Heineken quarterly revenue slightly ahead of forecasts
Dutch brewer Heineken’s (HEIN.AS) third-quarter sales figures beat forecasts earlier this week, buoyed by higher priced and non-alcoholic beers, but full-year guidance was left unchanged.
The world’s second-largest brewer reported a 3.3 per cent rise in organic net revenue year on year, just beating analyst expectations of 3.2 per cent growth.
Heineken had disappointed investors earlier in the year with weaker than expected half-year figures and underwhelming full-year guidance.
The company said its namesake brand, which it prices higher than others in its portfolio, drove growth with volumes up 8.7 per cent globally. In Africa and the Middle East and Asia Pacific, the increases were in double digits. Non-alcoholic beer and cider also grew 11 per cent.
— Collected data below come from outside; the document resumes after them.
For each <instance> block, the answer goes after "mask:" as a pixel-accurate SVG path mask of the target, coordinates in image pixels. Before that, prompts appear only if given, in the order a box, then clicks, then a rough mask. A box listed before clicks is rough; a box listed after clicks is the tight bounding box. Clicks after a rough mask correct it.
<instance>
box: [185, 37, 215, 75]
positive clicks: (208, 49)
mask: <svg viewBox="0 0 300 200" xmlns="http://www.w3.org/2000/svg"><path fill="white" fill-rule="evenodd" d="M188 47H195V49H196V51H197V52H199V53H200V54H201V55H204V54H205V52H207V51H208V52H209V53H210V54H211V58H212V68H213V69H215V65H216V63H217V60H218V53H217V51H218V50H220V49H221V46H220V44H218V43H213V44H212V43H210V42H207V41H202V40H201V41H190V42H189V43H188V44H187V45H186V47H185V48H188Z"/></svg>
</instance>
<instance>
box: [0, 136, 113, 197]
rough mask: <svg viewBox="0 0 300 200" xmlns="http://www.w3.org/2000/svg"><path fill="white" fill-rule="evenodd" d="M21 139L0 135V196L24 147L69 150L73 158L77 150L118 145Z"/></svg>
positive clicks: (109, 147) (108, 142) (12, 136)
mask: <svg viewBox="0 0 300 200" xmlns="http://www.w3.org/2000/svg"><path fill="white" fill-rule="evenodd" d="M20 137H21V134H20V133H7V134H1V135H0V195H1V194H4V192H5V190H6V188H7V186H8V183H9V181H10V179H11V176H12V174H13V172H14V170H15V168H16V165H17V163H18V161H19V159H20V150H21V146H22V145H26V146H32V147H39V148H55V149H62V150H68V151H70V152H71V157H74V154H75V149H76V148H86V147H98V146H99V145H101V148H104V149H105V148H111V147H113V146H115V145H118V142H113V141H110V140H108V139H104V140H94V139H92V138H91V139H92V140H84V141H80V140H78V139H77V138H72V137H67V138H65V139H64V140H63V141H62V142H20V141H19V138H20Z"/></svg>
Volumes rose only 0.7 per cent overall, however, and were down in two of Heineken’s three larger regions.
“Our business continues to deliver in line with our plan in aggregate despite some markets navigating challenging consumer and industry trends,” Chief Executive Dolf van den Brink said in a statement.
The company left its full-year guidance of 4-8 per cent organic operating profit growth unchanged.
Trevor Stirling, analyst at Bernstein, said no one wanted or expected Heineken to change its guidance, and for now “boring is good” after Heineken missed the mark in recent years.
“It needs to re-establish credibility, and that will take time; one in-line quarter is not enough, it’s going to take two, three, four,” he said.
Heineken shares rose in early trade, and stood 2.34 per cent higher at 0721 GMT.